James Daly as Prentiss, Kate Besworth as Molly, Charlie Gallant as Boy and Andrew Broderick as Ted in Peter and the Starcatcher. Photo by David Cooper.
Reviewed by James Karas
Peter and the Starcatcher can fairly and accurately be described in the hackneyed phrase as “a show for all ages.” It is rowdy, action-packed, fantastical, funny and very literate. The last accolade is very significant because your youngster should be very bright to enjoy the allusions, anachronistic references and malapropisms that fill the play.
The play, with some wonderful songs by Wayne Barker, is based on Peter and the Starcatchers, Dave Barry’s and Ridley Pearson’s 2004 children’s novel. Rick Elice has extracted a play from the novel and the result is bountiful fun.

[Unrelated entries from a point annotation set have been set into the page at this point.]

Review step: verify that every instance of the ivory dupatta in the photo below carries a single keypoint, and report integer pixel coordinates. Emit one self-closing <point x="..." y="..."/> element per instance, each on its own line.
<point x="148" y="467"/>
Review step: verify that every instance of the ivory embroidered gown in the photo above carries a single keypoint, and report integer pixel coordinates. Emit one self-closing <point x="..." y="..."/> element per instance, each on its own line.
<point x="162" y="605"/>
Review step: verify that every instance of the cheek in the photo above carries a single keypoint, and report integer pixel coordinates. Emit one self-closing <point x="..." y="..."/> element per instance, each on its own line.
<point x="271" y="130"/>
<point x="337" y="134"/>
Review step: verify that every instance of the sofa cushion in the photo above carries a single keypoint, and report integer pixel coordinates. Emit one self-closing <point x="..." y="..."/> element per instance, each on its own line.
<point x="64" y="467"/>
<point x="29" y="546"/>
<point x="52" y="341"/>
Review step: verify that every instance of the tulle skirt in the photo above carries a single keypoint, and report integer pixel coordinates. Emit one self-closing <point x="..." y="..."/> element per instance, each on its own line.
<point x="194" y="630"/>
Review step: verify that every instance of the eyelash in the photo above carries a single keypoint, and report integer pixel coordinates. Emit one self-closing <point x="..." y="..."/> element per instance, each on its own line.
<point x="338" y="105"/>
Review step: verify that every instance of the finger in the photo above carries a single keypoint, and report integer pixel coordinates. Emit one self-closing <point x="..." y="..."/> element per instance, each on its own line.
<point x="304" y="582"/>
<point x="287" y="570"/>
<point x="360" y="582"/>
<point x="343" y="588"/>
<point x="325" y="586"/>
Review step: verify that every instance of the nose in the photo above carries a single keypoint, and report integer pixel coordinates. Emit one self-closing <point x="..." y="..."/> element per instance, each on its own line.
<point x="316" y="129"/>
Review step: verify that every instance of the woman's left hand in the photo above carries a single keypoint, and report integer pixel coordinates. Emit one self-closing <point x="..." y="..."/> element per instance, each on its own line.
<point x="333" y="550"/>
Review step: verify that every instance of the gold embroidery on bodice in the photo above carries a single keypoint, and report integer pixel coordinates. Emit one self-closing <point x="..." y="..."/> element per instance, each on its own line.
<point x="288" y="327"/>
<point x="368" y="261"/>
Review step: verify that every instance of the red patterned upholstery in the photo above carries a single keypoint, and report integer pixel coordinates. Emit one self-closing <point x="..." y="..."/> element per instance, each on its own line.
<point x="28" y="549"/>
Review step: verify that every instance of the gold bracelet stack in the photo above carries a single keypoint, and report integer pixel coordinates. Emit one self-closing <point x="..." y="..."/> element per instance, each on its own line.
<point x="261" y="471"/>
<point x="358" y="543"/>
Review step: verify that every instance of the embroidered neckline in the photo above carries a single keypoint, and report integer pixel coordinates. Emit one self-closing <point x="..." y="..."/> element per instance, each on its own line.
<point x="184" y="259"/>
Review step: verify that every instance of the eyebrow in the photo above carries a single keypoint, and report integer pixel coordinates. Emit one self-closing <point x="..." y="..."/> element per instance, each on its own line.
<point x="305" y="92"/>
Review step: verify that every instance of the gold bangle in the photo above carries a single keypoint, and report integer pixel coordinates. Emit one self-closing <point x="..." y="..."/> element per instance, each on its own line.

A stageful of young and not-so-young people in what looks like the hull of an old ship set off for separate voyages carrying two trunks. We are in the heyday of the British Empire, Queen Victoria is our sovereign and the Never Land and the Wasp set sail for mythical Rundoon.
The plot of many twists on board the Never Land and the Wasp revolves around the Boy (Charlie Gallant) and Molly (Kate Besworth), the contents of the trunks and the misadventures of everyone. The Boy is an unhappy orphan who has been put on the Never Land to be gotten rid of. He will eventually acquire a first name and a surname and learn to fly. This is just the beginning for him and he will become very famous because his name is Peter Pan.
His friend and competitor is the feisty, competitive and intelligent Molly, the daughter of Lord Aster (Patrick Galligan). Besworth’s Molly is athletic, assertive, and simply delightful.
We have pirates especially Black Stache (Martin Happer) with his trademark black mustache and his torture of the English language. Stache has a hilarious sidekick in Smee (Jonathan Tan) who somehow ends up as a mermaid.
Jonathan Tan as Smee, Patrick Galligan as Lord Aster and Martin Happer as Black Stache, with the cast of Peter and the Starcatcher. Photo by David Cooper.
Billy Lake gets to play four nasty people from the sadistic schoolteacher Grempkin, to Sanchez, the worst sailor ever and Fighting Prawn, the chief of the Mollusk Islanders. He will rhyme off enough Italian dishes to fill a large restaurant menu.
There is also Alf (Shawn Wright) a gruff sailor that you should assiduously avoid lest he lean over and, as Chaucer put it, “let fly a fart as loud as it had been a thunder-clap” which he does!
The play is simply hilarious. The day I saw it (May 21, 2015) there was a busload of children who added immensely to the pleasure of the play. Their reactions were so wonderful and refreshing that they became part of the performance. When Peter gives a tiny kiss to Molly, the reaction of the youngsters was a prolonged “woooo.” They also laughed uproariously and their elation was infectious.
Director Jackie Maxwell leaves no star unturned to achieve a major comic event and a play that has fantasy and wonder and indeed star-catching.
Combine fantasy, magic, fun and literate repartee and you have a splendid show. It is a rare combination and if you have a youngster within reach, grab her or him and rush them off to Niagara-on-the-Lake. You will be doing yourself a great favour.